Ed. Note: If, as they say, beer is proof that God loves us, then tequila is proof that Satan is rather fond of us, but in a much different way. This is the last of the pieces I produced during my exceedingly brief tenure as a staff writer for the Fordham Ram. I figured it was a shame that it never saw the light of day, and decided that it’d make a fine filler piece. So if you’re reading this, K and I are both too busy to write something, but too avuncular to risk disappointing our fan.
-W
It’s a fascinating question whence vices come to college students (addressed in last week’s Point/Counterpoint, true believers!), and that question, along with the question of what’s to be done with these vices, drives a nigh-million dollar industry. America’s relationship with alcohol, like its relationship with firearms, has always been frightfully schizophrenic—we had a constitutionally-sanctioned period of national prohibition, during which no one stopped drinking; federal law increased the drinking age to twenty-one, which created a thriving and entirely unchecked industry in the production of falsified state IDs; bootlegging and lechery created the family fortune of one of the most beloved presidents of the last half-century.

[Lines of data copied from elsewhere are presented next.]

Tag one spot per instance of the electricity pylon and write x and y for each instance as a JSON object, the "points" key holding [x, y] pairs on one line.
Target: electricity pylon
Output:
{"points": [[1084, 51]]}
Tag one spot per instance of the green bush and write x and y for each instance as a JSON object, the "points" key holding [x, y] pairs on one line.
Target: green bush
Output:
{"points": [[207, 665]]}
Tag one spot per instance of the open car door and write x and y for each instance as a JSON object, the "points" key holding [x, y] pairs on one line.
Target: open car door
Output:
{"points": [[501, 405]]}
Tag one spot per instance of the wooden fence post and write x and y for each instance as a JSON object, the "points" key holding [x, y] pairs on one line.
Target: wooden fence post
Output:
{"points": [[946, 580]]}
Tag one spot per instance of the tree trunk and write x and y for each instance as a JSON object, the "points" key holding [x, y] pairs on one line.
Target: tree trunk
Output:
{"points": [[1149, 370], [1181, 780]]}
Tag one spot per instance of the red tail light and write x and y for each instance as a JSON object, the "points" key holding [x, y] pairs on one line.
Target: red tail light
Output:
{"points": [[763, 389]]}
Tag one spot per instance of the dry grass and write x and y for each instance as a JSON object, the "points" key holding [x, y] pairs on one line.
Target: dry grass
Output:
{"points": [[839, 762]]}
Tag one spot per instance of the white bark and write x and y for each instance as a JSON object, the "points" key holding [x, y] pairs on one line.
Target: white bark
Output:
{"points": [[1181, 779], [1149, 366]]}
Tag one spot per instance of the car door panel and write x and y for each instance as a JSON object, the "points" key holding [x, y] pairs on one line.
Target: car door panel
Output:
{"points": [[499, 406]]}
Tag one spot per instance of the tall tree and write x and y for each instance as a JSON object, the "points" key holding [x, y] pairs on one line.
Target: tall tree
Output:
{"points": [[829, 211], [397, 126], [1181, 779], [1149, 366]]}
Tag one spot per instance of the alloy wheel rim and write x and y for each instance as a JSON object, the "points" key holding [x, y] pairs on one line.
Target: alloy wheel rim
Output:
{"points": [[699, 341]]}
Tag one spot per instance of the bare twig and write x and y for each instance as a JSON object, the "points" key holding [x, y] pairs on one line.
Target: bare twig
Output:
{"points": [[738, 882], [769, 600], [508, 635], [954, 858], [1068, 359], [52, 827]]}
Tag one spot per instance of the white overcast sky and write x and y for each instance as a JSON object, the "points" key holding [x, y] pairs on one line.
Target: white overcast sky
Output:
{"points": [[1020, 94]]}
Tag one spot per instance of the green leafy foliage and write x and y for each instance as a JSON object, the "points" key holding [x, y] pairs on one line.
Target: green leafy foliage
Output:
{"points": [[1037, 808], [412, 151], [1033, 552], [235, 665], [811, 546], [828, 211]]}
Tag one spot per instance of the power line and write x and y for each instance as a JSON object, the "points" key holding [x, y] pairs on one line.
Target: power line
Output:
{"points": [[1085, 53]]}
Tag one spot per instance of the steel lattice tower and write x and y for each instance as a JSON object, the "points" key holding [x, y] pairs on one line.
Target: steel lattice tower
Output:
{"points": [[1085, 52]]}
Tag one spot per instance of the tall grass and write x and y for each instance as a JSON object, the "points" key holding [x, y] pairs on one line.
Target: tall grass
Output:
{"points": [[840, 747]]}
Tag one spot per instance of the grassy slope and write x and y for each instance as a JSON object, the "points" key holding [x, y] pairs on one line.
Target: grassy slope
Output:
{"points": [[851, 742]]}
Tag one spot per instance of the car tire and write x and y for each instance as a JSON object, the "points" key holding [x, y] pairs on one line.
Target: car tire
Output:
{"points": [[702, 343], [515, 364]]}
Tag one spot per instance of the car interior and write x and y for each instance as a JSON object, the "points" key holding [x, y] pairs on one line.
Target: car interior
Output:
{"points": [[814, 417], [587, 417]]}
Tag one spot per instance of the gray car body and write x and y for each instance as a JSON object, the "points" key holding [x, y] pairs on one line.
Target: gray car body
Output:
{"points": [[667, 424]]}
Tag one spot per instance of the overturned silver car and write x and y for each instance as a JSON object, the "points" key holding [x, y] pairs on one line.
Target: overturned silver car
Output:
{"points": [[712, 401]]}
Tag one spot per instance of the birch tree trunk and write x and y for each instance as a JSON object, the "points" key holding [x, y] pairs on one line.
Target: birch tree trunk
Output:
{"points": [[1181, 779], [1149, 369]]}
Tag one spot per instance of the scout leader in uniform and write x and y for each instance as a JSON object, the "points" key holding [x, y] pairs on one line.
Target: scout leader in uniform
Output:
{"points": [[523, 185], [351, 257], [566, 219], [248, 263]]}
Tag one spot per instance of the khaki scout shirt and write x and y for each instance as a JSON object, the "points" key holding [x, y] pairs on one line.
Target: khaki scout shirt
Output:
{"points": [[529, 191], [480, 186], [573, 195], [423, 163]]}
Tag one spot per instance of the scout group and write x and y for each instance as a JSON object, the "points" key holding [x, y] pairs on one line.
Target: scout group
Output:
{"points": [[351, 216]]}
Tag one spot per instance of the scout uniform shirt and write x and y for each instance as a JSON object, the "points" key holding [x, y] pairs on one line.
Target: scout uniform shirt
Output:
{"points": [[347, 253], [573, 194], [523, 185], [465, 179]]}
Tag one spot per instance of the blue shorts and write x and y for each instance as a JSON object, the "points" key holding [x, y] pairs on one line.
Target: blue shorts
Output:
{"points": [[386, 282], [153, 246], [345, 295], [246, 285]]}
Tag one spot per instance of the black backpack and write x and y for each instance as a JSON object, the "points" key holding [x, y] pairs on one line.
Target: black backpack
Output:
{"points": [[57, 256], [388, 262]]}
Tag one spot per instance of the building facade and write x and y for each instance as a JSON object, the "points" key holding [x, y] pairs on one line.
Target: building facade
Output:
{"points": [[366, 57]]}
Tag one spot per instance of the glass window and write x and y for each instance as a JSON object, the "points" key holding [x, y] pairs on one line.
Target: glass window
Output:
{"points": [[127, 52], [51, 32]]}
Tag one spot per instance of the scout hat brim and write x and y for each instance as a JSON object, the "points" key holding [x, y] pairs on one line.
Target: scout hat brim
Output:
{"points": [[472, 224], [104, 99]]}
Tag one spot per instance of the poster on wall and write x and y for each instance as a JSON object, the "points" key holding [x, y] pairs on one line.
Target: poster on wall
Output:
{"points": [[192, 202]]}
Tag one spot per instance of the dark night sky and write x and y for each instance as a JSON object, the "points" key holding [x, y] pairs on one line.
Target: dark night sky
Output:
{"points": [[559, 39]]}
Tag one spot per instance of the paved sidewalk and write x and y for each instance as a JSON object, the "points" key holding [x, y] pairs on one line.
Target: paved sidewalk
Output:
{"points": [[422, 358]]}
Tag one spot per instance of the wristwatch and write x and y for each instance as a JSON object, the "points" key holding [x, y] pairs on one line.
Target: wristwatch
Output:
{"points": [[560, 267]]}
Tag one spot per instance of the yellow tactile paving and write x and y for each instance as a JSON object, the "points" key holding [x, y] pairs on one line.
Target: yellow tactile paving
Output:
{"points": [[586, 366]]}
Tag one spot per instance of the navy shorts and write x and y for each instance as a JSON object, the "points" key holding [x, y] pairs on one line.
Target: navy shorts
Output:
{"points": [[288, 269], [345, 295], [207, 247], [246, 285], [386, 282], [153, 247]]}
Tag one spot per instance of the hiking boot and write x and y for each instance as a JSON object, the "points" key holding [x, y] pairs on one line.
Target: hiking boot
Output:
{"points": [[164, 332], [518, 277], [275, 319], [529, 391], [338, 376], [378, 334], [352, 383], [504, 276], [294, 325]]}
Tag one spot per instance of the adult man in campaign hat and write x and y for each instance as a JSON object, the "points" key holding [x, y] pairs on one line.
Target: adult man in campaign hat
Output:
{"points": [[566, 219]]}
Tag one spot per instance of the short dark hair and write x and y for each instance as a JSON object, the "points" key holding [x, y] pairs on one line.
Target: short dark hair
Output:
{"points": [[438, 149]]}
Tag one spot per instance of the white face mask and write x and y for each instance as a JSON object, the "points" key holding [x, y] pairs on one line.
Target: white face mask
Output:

But of this million-dollar industry: the endless surveys to which residential students are subjected (“how many drinks do your friends think you think they drink per week?”), the obviously futile efforts of Students Against Destructive Decisions and similar organizations (“you can have fun without alcohol,” says the bored-looking fellow sitting unheeded at a table outside the caf), the fliers posted every September on the walls of Hughes Hall, declaring it a “Dry Dorm”—these attempts are accompanied always by the gall of that special kind of irony reserved for the powerless edicts of uninterested overseers. In case you can’t tell, I think they’re going about it the right way.
In that interest, let me propose a compromise, upon which I believe both the underage population and the body of concerned citizens will agree: undergraduates should stop drinking tequila.
Tequila is, obviously, one of the more vile substances on the planet. At its worst it tastes like motor oil, and at its best it tastes like classy motor oil. Oh, if you pour orange juice and grenadine into it, it looks pretty for a few seconds, but then you stir it. And I have to ask: what substance in the universe is not sweetened by grenadine?
I hear some of you saying “but it’s vile, that’s precisely the point.” But it’s not even the most vile! I’d encourage you to drink pisco, which is sort of like Peruvian rum, but the taste is something I can only compare to the time I made a drink entirely out of Canadian Mist (the Plastic-Bottled Whiskey!) and room-temperature Jägermeister.
I’m not even talking about the swift-flowing stream of defeated utterances like “man, I’m never drinking tequila again,” or “I’ve never been that sick before or since,” or even “and then I vomited pure gold liquid for seventeen hours.” No, a million million perversions can be seen. Like God on the road to Sodom, I’ll ask none to destroy the righteous with the wicked. But if there be ten among you who can say “my life was greatly improved by this bottle of Jose Cuervo,” I shall stand shame-faced. But I don’t think that’s the case. Because, even on the off-chance that you can claim that, if you’re drinking that much tequila, you’re going to over-sleep and miss the meeting. And if you do show up, you’ll rapidly forget why you’re there and indiscriminately try to know me.